Heiligenhaus. Regelmäßig besuchen vier Heiligenhauser Tagesmütter und „ihre“ Kinder das Altenheim St. Josef. Jetzt gab es einen ganz besonderen Auftritt.
Die zierliche, alte Dame ist ganz aufgeregt, wild fuchtelt sie mit den Armen, versucht sich artikulieren. Dann platzt es mit dünner, gebrechlicher Stimme aus ihr heraus. „Der hat die Mütze nicht auf“, ruft sie fast ein wenig erzürnt und zeigt auf einen kleinen Jungen, der gemeinsam mit 14 anderen Kleinkindern und deren Tagesmüttern vor ihr im Kreis sitzt und „O Tannenbaum „ singt. Und ja: Der 18 Monate alte Mats hat tatsächlich seine rote Weihnachtsmütze vom Kopf genommen, die kleine Nebensächlichkeit verunsichert die schwer demente Bewohnerin des Caritas-Seniorenheims St. Josef zutiefst.

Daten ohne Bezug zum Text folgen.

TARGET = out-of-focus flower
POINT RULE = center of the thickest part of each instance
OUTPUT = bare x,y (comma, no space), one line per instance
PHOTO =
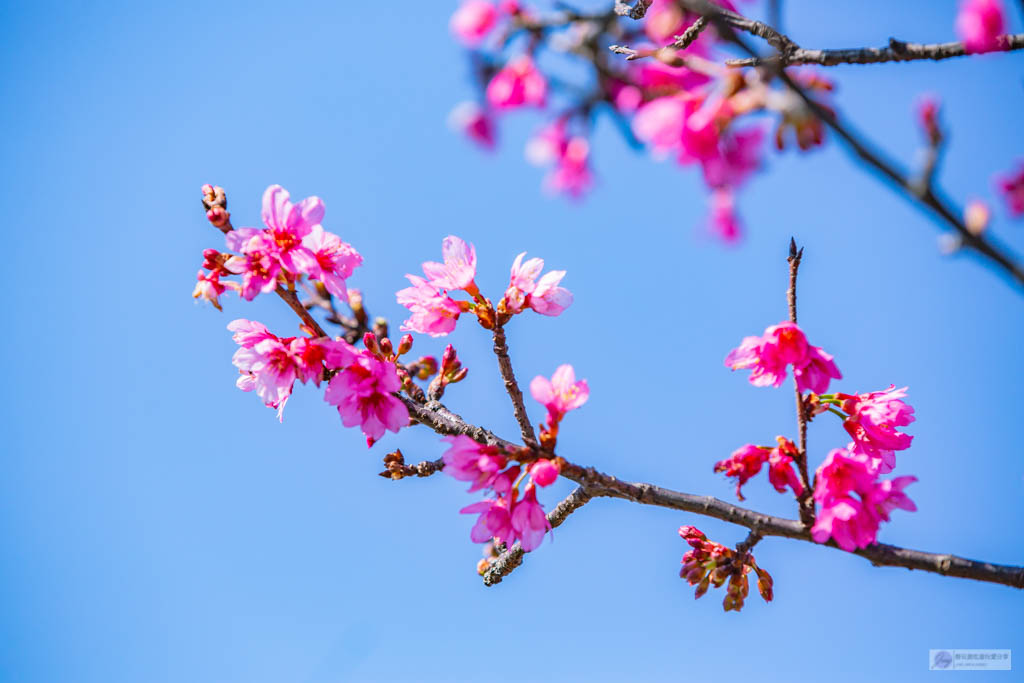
473,20
979,25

Mats´ Tagesmutter Anna Molitor weiß das, legt kurz ihre Gitarre aus der Hand und setzt ihm die Kopfbedeckung wieder auf. Gabi Hühne, Leiterin des sozialen Dienstes im Seniorenheim, streicht der alten Frau beruhigend über die Schulter. „Alles ist gut“, flüstert sie und lächelt. Währenddessen haben die Kinder schon mit dem nächsten Adventslied begonnen, „Stern über Betlehem.“
Viele Senioren kennen die Weihnachtslieder auswendig
Oh ja, das sei schön, schwärmt eine andere weißhaarige Frau und klatscht aufgeregt in ihre faltigen Hände. Und die 91-jährige Else Krus winkt dankend ab, als Gabi Hühne die Liederbücher mit den Texten an die Senioren verteilt. „Ich kenne doch alle Texte in- und auswendig“, erklärt sie augenzwinkernd und singt fröhlich mit, „Ich war doch früher auch Erzieherin.“
Viele Bewohner sind verwirrt oder dement
Die 16 Monate alte Cara beobachtet die alte Dame sehr genau, ihre großen Augen schauen interessiert, neugierig, ihr Mund steht halboffen. Zwillingsschwester Leni hat sich an Tagesmutter Clarissa Freudewald gekuschelt, das gibt dem kleinen Mädchen ein Gefühl von Sicherheit – so umringt von den vielen alten Menschen. Viele davon sitzen im Rollstuhl, nur wenige sind tatsächlich noch in der Lage zu interagieren, manche starren vor sich hin oder schauen verwirrt umher, eine Frau hat die Augen geschlossen. „Guck mal, die da schläft“, ruft Benedikt, der mit fast drei Jahren schon zu den Großen der Kleine gehört, dann reibt er sich die Augen, „Ich bin auch ganz müde.“ Während die ersten Gitarrenakkorde zu „Schneeglöckchen, Weißröckchen““ erklingen, fängt Nathan an, mit seinen Füßchen zu stampfen und Raphael macht es sofort nach. Dann kichern die beiden kleinen Jungs.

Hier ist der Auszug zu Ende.